JudikaturOGH

2Ob58/99i – OGH Entscheidung

Entscheidung
13. April 2000

Kopf

Der Oberste Gerichtshof hat als Revisionsgericht durch den Senatspräsidenten des Obersten Gerichtshofes Dr. Niederreiter als Vorsitzenden und die Hofräte des Obersten Gerichtshofes Dr. Schinko, Dr. Tittel, Dr. Baumann und Hon. Prof. Dr. Danzl als weitere Richter in der Rechtssache der klagenden Partei Helmut M*****, vertreten durch Dr. Teja H. Kapsch, Rechtsanwalt in Graz, gegen die beklagten Parteien 1.) Markus K*****, 2.) W***** GesmbH***** und 3.) V***** Versicherungs-AG, ***** alle vertreten durch Dr. Willibald Rath, Dr. Manfred Rath und Mag.
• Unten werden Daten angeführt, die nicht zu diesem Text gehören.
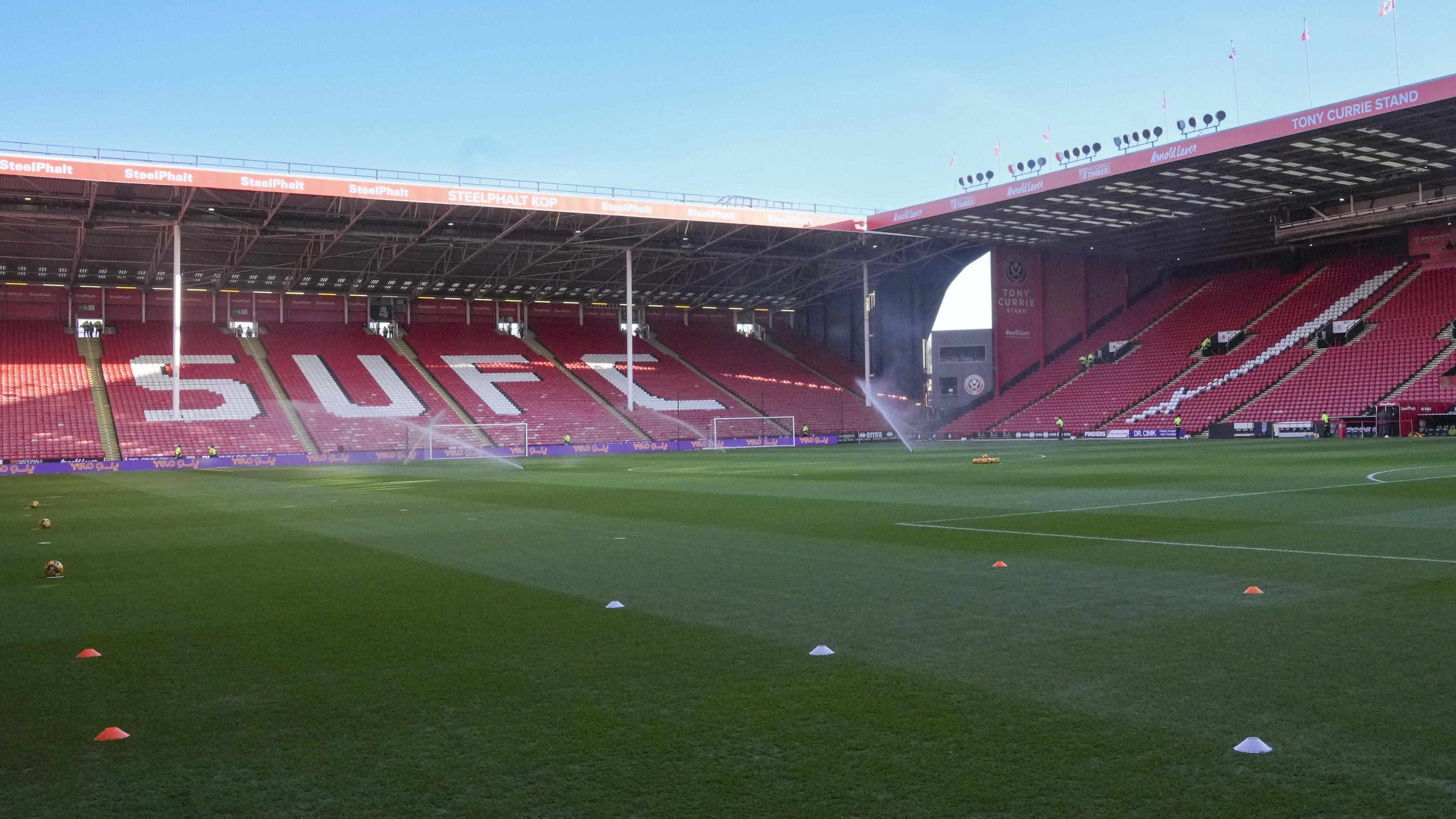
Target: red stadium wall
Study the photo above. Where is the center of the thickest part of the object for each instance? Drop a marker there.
(1107, 288)
(1064, 290)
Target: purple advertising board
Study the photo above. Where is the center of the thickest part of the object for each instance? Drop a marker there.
(397, 455)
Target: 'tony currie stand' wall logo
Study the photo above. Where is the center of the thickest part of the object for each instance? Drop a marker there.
(1017, 271)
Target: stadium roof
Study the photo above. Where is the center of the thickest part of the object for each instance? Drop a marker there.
(1343, 169)
(94, 216)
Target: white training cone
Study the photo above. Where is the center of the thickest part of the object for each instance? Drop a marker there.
(1253, 745)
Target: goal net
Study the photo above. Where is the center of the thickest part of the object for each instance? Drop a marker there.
(758, 430)
(474, 441)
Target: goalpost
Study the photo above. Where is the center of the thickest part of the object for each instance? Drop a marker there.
(755, 432)
(469, 441)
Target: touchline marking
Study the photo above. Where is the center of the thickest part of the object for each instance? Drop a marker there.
(1173, 543)
(1371, 483)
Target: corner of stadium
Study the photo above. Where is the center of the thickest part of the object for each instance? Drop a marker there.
(346, 492)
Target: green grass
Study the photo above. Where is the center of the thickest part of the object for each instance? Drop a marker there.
(431, 639)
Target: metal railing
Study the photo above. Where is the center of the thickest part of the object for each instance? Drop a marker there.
(351, 173)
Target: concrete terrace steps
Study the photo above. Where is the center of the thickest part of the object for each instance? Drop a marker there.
(404, 349)
(1171, 382)
(807, 366)
(1084, 371)
(1426, 369)
(672, 353)
(91, 350)
(545, 353)
(260, 356)
(1293, 372)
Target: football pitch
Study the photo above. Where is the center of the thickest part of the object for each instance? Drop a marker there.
(431, 639)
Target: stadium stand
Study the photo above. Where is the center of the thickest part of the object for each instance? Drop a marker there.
(822, 359)
(46, 401)
(1065, 368)
(1273, 349)
(670, 400)
(1163, 355)
(769, 381)
(351, 390)
(500, 380)
(225, 400)
(1401, 337)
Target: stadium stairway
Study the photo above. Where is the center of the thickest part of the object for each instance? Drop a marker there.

Gerhard Stingl, Rechtsanwälte in Graz, wegen S 30.000,-- und Feststellung (Streitwert S 50.000,--), über die Revision der klagenden Partei gegen das Urteil des Landesgerichtes für Zivilrechtssachen Graz als Berufungsgericht vom 30. September 1998, GZ 3 R 108/98v-67, womit infolge Berufung der klagenden Partei das Urteil des Bezirksgerichtes für Zivilrechtssachen Graz vom 22. Jänner 1998, GZ 2 C 282/95g-53, bestätigt wurde, in nichtöffentlicher Sitzung den

Beschluss

gefasst:

Spruch

Die Revision wird zurückgewiesen.

Der Kläger ist schuldig, den beklagten Parteien die mit S 5.601,70 (darin enthalten S 933,62 Umsatzsteuer) bestimmten Kosten der Revisionsbeantwortung binnen 14 Tagen zu ersetzen.

Text

Begründung:

Die beklagten Parteien haften für die Folgen eines Verkehrsunfalls vom 18.12.1993, bei welchem der Kläger verletzt wurde. Er begehrt Zahlung restlichen Schmerzengeldes (nach vor Klageeinbringung erfolgter Zahlung aus diesem Titel von S 27.000,--) von S 30.000,-- sowie die Feststellung der Haftung der beklagten Parteien für zukünftige Schäden. Der Kläger habe durch den Unfall eine Schädigung des Gehörs erlitten und leide an einem "Tinnitus". Diese Schädigung sei unfallskausal, weil die Ohrgeräusche (Tinnitus) unmittelbar nach dem Unfall aufgetreten seien. Durch die unfallskausale Verletzung seien weitere (insbesondere psychische) Störungen in Zukunft nicht auszuschließen.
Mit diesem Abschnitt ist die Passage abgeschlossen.